It moved up a couple of points after initial news release came out. Here's the latest, don't know if B43 is Novartis or not though.
Saturday, December 4 11:31 AM SGT
Promising leukemia drugs could change the face of cancer treatment
CHICAGO, Dec 3 (AFP) -
Two new experimental leukemia drugs may halt the progress of the deadly disease and could revolutionise its treatment, American researchers said Friday.
Both drugs have only been tested on small groups of volunteers, but were very effective in securing remission of their cancers, the teams from Minnesota and Oregon said.
The "smart bomb," so-called because they home in on cancer cells, also have minimal or no known side effects, unlike conventional chemotherapy which is highly toxic.

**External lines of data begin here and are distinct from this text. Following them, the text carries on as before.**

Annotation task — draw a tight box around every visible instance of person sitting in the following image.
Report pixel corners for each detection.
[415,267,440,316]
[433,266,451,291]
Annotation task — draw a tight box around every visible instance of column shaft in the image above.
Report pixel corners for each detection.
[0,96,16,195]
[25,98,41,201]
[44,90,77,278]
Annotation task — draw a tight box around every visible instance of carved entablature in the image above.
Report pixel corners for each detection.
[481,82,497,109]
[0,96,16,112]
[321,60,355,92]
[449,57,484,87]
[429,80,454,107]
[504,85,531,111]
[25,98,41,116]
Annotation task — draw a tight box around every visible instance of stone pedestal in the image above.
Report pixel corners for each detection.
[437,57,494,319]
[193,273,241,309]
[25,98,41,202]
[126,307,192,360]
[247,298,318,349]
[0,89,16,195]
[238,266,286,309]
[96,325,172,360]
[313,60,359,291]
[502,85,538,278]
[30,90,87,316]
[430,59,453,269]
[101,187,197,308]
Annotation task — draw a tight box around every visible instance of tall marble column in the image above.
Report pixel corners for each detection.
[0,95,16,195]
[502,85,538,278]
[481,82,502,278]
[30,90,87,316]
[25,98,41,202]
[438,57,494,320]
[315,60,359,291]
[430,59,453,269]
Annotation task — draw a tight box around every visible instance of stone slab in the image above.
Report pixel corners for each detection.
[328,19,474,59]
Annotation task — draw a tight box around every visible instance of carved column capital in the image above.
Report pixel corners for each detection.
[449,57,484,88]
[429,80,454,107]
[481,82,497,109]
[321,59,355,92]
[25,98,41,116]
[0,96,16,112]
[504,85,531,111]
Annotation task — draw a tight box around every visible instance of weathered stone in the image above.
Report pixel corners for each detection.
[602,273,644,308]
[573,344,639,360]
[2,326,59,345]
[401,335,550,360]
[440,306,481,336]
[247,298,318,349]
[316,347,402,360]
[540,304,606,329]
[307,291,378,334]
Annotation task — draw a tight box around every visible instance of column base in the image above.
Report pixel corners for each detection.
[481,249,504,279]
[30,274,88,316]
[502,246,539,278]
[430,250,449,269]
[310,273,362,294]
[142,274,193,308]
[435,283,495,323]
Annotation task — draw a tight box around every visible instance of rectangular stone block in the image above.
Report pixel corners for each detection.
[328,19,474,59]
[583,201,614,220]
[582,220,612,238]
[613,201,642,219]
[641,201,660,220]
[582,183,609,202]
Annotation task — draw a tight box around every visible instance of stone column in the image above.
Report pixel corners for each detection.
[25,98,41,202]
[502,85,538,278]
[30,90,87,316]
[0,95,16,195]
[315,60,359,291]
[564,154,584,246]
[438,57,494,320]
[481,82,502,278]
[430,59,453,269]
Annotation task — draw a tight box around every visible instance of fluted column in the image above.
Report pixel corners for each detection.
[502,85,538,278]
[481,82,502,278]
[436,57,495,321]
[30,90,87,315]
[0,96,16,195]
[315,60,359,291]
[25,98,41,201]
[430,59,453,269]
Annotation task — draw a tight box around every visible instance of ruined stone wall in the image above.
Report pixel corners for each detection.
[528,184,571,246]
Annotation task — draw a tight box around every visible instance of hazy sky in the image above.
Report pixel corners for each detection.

"The potential significance of this type of research extends beyond leukemia," said Brian Druker, a researcher at Oregon Health Sciences University.
"One of the major goals of cancer research has been to identify differences between cancer cells and normal cells so that these differences can be targetted with more effective and less toxic treatments."
The Orgeon team reported a 100 percent success rate with its experimental pill STI-571, which was used to treat chronic myelogenous leukemia.
All 31 volunteers involved in the pilot study reported a complete normalisation of their blood counts, signaling a remission of their disease.
A larger trial is planned in 2000, Drucker said.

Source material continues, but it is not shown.